One of my readers watched my TCP, HTTP and SPDY webinar and disagreed with my assertion that shaping sometimes works better than policing.
TL&DR summary: policing = dropping excess packets, shaping = delaying excess packets.
He observed that:
While to voice-over suggests that shaping is preferred, the total transmission rate of these two examples look about the same.
You might also notice how unequal the throughput is for individual TCP sessions. I doubt you’d want to be the happy owner of the green session.
Shaping is more aesthetically pleasing, but, one could argue that policing would avoid buffer bloat and achieve the same total throughput.
Jeremy provided not just throughput graphs but also goodput (iperf traffic) results in his blog post. iperf managed to push 840 kbps over a link policed at 1 Mbps and 962 kbps over a link shaped at 1 Mbps. Obviously shaping results in better goodput than policing, and equally obviously you have to configure reasonable limits for the shaping queues. For more details, please read Internet-Wide Analysis of Traffic Policing, an excellent Google Research paper.
Also, per-session WFQ within the shaping queue results in better TCP performance than FIFO+tail drop shaping queue.
Please don’t ask me what reasonable is. I’d guess that anything beyond bandwidth-delay product makes no sense, and I’d immediately agree with you that the current way of configuring output queues on most routers desperately needs improvements… or maybe it’s time to start asking for CoDel.
I would think, in this example, had Stretch run longer, he would eventually fill up his output queues anyway and you would start to see tcp rate changes.
Stretch connected two Ethernet segments with a router. RTT was below a millisecond, so one would hope that the queues would be pretty stable after 45 seconds of continuous transfer.

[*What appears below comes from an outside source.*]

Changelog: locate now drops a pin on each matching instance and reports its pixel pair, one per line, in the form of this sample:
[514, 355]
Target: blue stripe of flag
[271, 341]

TCP should always be trying to increase its rate to see if it can run faster, but a big buffer slows this down by increasing RTT.
There are at least two signals TCP can use to figure out it should slow down: packet drops (example: TCP Reno) or increasing RTT (example: TCP Vegas). Some implementations also listen to ECN bits. Response to increased RTT is usually less drastic than response to packet drop (Disagree? Please write a comment!)
Finally, there are the bufferbloat disasters. While a lot of progress has been made in understanding what causes them and addressing the problem, it’s hard to solve the bufferbloat within the network if the host TCP stack uses huge TCP window sizes and sends way too large bursts. We’ll face bufferbloat challenges till the host TCP stacks are fixed.
FlowQueueCodel seems to be the network-side answer to bufferbloat, but it seems to require per-flow queues (no surprise there, so does WFQ), which are usually expensive to implement in hardware. OTOH, some software implementations work great.
The moral of this story is: there’s no right answer that works for everyone, and just because some implementations are badly broken (storing seconds worth of traffic in an output queue makes absolutely no sense, for example) it doesn’t mean that the idea of delaying packets instead of dropping them is a bad one.